/Berkeley_Capstone_Project

This is my Berkeley Machine Learning and AI Course Final Project

Primary LanguageJupyter Notebook

Predicting Crude Spreads using Fundamental Data

Introduction

The project involves building a Deep learning model using Long Short Term Memory (LSTM) and Gated Recurrent Unit (GRU) models on time series data, to predict future Oil prices, primarily the front month Brent spread i.e the difference in prices between the front month Brent futures contract and the second month futures contract. This will give my organization an edge over others and to extract alpha in an inefficient market. This is also useful as we live in a world where huge amounts of data exist and not enough tools have been developed to harness the usefulness and efficiencies from these data sources.

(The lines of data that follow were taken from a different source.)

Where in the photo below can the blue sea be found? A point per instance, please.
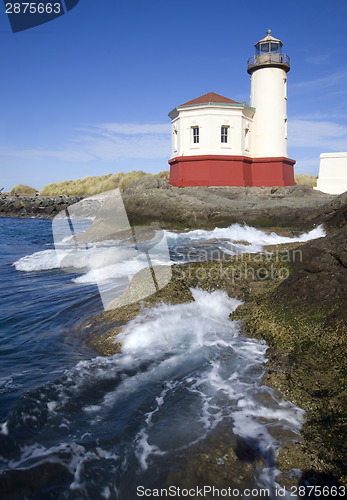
(75, 425)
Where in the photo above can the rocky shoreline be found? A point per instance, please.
(153, 201)
(303, 320)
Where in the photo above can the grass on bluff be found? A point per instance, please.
(98, 184)
(306, 180)
(22, 190)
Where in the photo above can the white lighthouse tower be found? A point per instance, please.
(268, 69)
(217, 141)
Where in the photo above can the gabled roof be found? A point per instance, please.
(210, 97)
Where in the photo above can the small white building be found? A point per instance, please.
(217, 141)
(332, 173)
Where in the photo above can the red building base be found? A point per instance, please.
(219, 170)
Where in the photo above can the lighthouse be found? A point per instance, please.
(217, 141)
(268, 69)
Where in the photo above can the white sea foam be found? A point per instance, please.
(192, 367)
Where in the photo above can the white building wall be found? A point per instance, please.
(268, 96)
(210, 119)
(332, 173)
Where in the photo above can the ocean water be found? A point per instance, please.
(74, 425)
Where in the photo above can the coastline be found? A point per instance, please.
(35, 206)
(306, 335)
(305, 360)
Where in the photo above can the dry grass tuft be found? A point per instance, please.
(98, 184)
(23, 190)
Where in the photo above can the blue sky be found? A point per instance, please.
(89, 93)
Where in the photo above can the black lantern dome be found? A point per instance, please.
(268, 52)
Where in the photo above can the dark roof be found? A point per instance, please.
(210, 97)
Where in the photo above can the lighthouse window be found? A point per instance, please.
(224, 134)
(196, 135)
(264, 47)
(274, 47)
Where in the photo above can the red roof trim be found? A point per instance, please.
(210, 97)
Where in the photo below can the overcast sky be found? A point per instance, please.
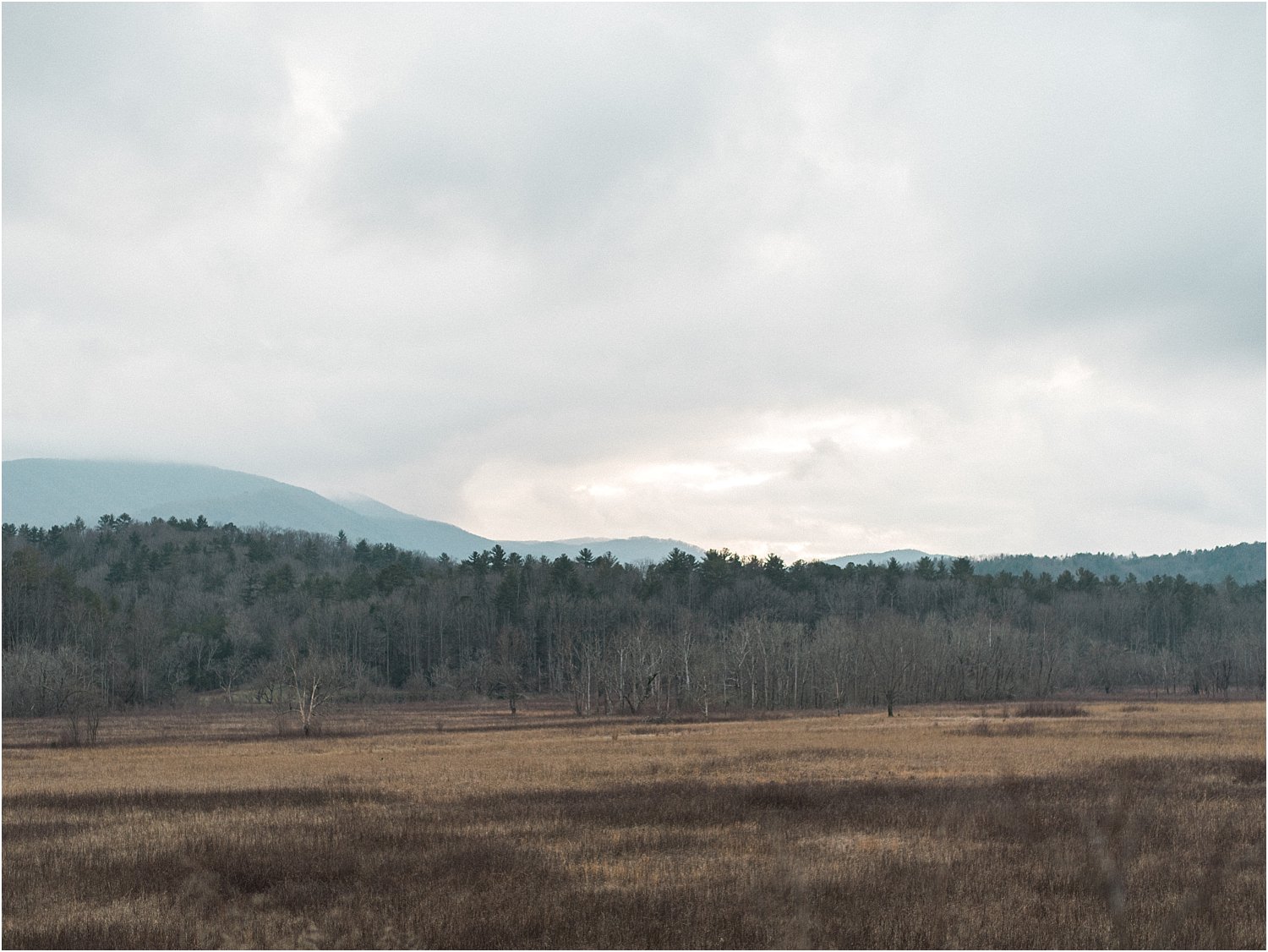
(799, 279)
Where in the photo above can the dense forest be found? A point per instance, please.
(126, 614)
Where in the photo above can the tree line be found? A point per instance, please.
(126, 612)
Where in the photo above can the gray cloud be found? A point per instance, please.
(804, 278)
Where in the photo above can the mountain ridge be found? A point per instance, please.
(57, 490)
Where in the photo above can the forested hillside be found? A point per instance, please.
(139, 614)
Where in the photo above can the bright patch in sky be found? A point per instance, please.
(817, 279)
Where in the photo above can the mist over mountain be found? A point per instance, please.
(53, 492)
(45, 492)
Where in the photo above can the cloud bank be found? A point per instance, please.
(796, 279)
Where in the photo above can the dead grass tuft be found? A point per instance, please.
(757, 834)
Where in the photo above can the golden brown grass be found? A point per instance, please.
(461, 827)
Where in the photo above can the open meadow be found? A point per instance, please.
(1136, 823)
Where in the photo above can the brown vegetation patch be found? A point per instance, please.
(912, 837)
(1050, 709)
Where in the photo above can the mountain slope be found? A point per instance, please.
(45, 492)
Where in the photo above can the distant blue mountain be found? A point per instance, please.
(1243, 561)
(46, 492)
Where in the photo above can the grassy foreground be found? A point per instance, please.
(1140, 824)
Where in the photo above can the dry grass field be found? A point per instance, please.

Data Sources and Types of Fields

The data has been kindly provided by my company's analytics team where these data are collected from various sources, cleaned, and stored. I access this data using an API provided by the team. The type of data includes

  1. Crude Oil Monthly Production volumes by Country
  2. Crude Flows from Country to Country for major exporters and importers
  3. Refinery Runs for major refiners
  4. Lost Production capacity due to Refinery Turnarounds (Crude Distillation Unit maintenance)
  5. Crude Oil Inventories
  6. Prices for Crude, Naphtha, Gasoil, Gasoline, RBOB and JET (products)

Expected Outcomes

The outright Crude prices are difficult to predict. The front month spread, which is the difference between the front month Brent Crude futures contract and the second month Brent futures contract react to the short and medium term supply demand fundamentals in the market. Hence the column in the data set ‘Brent_Diff’ is chosen as the target variable. The model is being developed to see if changes in any of the above inputs such as Crude Production, refinery runs, product prices etc can be used to predict this Front month spread.

Models Used

The following deep learning models are used to train and predict Brent Differential between the first and second months.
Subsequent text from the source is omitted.